The man born Anthony Williams knew Ice-T “when he was stealing cars,” palled around with Dr. Dre in his pre-NWA days when he was performing at Willowbook club Eve After Dark, and fended off Suge Knight's blood-thirsty German shepherd at Death Row Records. 

He also helped birth the genre itself on our coast. 

Along with an impresario named Duffy Hooks III, he launched Rappers Rapp Disco, which spawned the hip-hop song regarded as the first from the West Coast to get airplay, Disco Daddy and Captain Rapp's “The Gigolo Rapp,” which you can hear below.

The 1981 track is so old that folks hadn't even decided how to spell “rap” yet.

He and Duffy also helped establish a viable national distribution network for local hip-hop music, which doesn't sound sexy, but was critical in helping L.A. artists establish themselves. 

On Sunday at the Los Angeles Convention Center, Williams hosts the seventh annual West Coast Hip-Hop Awards, honoring Tupac, Nate Dogg, and Eazy-E. Scheduled live performances include Too $hort, Spice 1 and Kokane. 

Ahead of the show, we talked to A.W. about early West Coast rap. 


I've heard that, in the early days, West Coast hip-hop was disrespected as “party music.”

New York did not respect West Coast artists. They didn’t respect the early rap from the West Coast, and they didn't respect Death Row. [Eventually] they were kind of jealous that the West Coast took over.

What kind of music were they playing at Eve After Dark when you used to go?

They played R&B, disco, [funk]. The music from that era included Cameo, Parliament Funkadelic, Foxy, Brass Construction…

And Dre would spin this kind of music?

Yeah, it had an R&B and disco kind of feel.

Was Dre regarded as the best performer there?

Yeah. He and The Unknown DJ was neck and neck. DJ Yella was also there, and he was good, but Dre started doing his own mixes. At that time the premier DJ in Los Angeles was Egyptian Lover, and he would be scratching on, like, five turntables [at once].

So, Dre was scratching over R&B music?

Yeah! It wasn’t hard. The big bad R&B era is what fueled the party rap era of the West Coast.

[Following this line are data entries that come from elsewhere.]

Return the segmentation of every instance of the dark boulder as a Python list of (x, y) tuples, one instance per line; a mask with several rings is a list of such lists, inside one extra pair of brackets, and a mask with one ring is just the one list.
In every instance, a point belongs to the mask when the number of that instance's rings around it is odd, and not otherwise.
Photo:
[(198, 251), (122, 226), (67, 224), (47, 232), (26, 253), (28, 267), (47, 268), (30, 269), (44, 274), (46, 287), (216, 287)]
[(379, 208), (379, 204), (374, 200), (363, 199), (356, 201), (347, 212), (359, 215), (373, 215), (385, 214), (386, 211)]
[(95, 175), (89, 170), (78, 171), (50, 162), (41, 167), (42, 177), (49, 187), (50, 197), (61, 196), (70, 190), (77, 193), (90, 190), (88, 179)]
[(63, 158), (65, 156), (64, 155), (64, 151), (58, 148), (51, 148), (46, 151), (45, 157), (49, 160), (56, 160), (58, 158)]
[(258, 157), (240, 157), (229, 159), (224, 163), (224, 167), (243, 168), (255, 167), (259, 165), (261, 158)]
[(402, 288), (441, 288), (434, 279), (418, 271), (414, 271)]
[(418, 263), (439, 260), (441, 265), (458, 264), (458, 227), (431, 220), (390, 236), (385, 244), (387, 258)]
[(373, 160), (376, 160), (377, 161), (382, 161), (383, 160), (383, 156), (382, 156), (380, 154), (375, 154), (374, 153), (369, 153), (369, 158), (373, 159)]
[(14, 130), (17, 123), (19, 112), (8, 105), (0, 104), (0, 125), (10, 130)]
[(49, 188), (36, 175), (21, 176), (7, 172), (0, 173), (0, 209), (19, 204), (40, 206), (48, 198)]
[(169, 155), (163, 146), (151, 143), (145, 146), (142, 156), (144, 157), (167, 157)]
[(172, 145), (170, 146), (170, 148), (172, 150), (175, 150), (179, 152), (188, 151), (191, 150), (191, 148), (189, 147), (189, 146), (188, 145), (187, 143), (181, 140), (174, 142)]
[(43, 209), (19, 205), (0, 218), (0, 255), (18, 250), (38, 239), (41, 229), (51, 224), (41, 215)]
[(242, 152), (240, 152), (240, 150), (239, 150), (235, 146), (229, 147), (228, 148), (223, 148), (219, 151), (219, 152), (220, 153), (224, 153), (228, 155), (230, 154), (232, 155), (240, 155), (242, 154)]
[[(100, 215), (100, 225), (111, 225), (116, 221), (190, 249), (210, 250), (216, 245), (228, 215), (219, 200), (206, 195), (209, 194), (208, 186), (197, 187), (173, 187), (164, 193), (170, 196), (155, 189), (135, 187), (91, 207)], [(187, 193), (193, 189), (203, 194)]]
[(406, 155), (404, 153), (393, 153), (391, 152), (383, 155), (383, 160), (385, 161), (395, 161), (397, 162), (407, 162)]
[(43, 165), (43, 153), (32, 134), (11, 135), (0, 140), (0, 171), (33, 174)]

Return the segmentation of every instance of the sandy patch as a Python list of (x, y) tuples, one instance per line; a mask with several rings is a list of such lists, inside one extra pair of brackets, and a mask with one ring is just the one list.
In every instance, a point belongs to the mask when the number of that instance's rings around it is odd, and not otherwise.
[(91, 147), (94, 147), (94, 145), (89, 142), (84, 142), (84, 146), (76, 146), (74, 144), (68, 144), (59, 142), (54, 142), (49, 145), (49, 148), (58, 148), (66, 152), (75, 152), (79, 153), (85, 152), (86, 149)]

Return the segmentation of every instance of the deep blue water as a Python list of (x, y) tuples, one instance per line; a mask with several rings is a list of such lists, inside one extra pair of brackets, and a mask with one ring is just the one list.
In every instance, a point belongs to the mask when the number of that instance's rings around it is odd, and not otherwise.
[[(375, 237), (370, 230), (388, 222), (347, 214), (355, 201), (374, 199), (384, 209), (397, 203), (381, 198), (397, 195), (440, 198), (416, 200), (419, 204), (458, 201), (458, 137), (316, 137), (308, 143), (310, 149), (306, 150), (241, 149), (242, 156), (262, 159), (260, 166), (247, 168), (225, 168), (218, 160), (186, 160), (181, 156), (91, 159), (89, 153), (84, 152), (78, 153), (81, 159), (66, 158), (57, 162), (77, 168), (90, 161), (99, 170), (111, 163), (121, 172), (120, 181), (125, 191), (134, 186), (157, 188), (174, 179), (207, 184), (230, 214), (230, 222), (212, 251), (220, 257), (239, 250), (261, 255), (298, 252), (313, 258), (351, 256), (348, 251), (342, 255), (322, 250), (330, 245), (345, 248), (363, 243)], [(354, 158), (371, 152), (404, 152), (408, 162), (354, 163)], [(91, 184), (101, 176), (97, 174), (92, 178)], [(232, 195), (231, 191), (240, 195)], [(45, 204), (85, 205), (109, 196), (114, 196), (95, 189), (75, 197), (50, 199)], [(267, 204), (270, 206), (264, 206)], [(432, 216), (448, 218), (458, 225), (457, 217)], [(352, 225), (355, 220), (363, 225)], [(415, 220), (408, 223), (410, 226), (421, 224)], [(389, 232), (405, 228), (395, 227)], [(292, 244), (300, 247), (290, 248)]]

You know, without Cameo, without Kool and the Gang, without Rick James, without Chic, there would be no West Coast rap. Without James Brown there would be no West Coast rap movement, because these are the records that our parents played. We grew up on this.

So these were the records that we danced to, that we were pop-locking to, and then the rap era came second. The pop-locking and all that came in the late ‘70s. Then party rap came in, right behind. We used Rick James’ song “Give It to Me, Baby” on “Gigolo Rap.”

Do you think the West Coast had a “chip on their shoulder” mentality?

Oh yeah. From ‘81 forward we were told that West Coast rap was not real rap. Stations in New York like WBLS would never play our records.

A lot of West Coast artists couldn’t tour on the East Coast. Most of the West Coast tours were in California, Nevada, Colorado, Washington and Oregon. I don’t care how big you were on the West Coast,  those were your boundaries.